L’absurdité est qu’il n’imaginait jamais pouvoir un seul instant être sensible à un tel état d’euphorie
adolescente, qu’il n’avait jamais compris chez les autres, pire qu’il avait toujours condamne surtout
chez les autres, plongé dans ses certitudes acquises à la fois par son éducation et sa vie réglées
comme du papier à musique en croyant bêtement à l’amour parfait, exclusif et surtout surtout
imprégné d’une fidélité à toute épreuve.
L’absurdité, est qu’il a toujours cru à cette espèce d’amour universel, non partagé, et qu’il se croyait
naïvement à l’abri de toute tentation, y compris les plus perverses et en même temps si excitantes.

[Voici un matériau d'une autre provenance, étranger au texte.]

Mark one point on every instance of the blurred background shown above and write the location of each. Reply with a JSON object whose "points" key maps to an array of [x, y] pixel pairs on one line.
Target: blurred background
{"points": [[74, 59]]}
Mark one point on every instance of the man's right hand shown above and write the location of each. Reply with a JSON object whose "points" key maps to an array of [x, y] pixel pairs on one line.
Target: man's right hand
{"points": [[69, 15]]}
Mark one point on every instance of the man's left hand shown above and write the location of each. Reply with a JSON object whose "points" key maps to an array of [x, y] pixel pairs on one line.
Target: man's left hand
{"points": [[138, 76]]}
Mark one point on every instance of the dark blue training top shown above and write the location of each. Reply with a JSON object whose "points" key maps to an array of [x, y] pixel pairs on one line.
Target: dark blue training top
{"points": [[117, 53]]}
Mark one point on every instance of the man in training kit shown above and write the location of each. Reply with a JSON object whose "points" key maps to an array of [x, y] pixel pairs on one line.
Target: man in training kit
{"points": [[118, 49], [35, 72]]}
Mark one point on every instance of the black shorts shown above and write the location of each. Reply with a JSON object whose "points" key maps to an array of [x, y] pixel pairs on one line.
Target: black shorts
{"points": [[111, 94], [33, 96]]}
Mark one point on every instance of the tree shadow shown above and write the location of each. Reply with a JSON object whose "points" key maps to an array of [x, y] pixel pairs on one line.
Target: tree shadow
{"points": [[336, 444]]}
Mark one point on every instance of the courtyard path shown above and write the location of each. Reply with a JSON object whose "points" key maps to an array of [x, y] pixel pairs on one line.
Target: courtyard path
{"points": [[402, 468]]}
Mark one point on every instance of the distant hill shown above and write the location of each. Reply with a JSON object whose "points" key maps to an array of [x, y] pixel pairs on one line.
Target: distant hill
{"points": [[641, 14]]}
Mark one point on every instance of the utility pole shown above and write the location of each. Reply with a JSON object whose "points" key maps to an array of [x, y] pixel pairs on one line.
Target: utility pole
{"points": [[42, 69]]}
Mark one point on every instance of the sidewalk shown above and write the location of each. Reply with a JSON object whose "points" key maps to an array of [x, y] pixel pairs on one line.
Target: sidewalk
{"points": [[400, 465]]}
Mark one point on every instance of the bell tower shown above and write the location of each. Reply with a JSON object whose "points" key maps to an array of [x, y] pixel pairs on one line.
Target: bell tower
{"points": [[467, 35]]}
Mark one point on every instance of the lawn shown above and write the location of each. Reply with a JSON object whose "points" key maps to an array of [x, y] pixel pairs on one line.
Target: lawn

L’absurdité est qu’il se méfiait et qu’il se blindait dans une indifférence et une ignorance de l’autre,
pour se complaire dans cette situation en se persuadant que lui jamais ne pourrait succomber
comme beaucoup, qu’il avait tant méprisés.
L’absurdité est qu’il avait passé sa vie à croire qu’il serait toujours heureux.
L’absurdité est qu’aujourd’hui il se retrouvait malheureux, non devant la tentation mais
face à cette évidence qui lui faisait enfin admettre tout le temps qu’il avait pu perdre, en se référant
justement à toutes ces folies mises les unes après les autres et qui lui faisaient enfin comprendre
mais un peu tard tout ce qui ne pourrait jamais être rattrapé.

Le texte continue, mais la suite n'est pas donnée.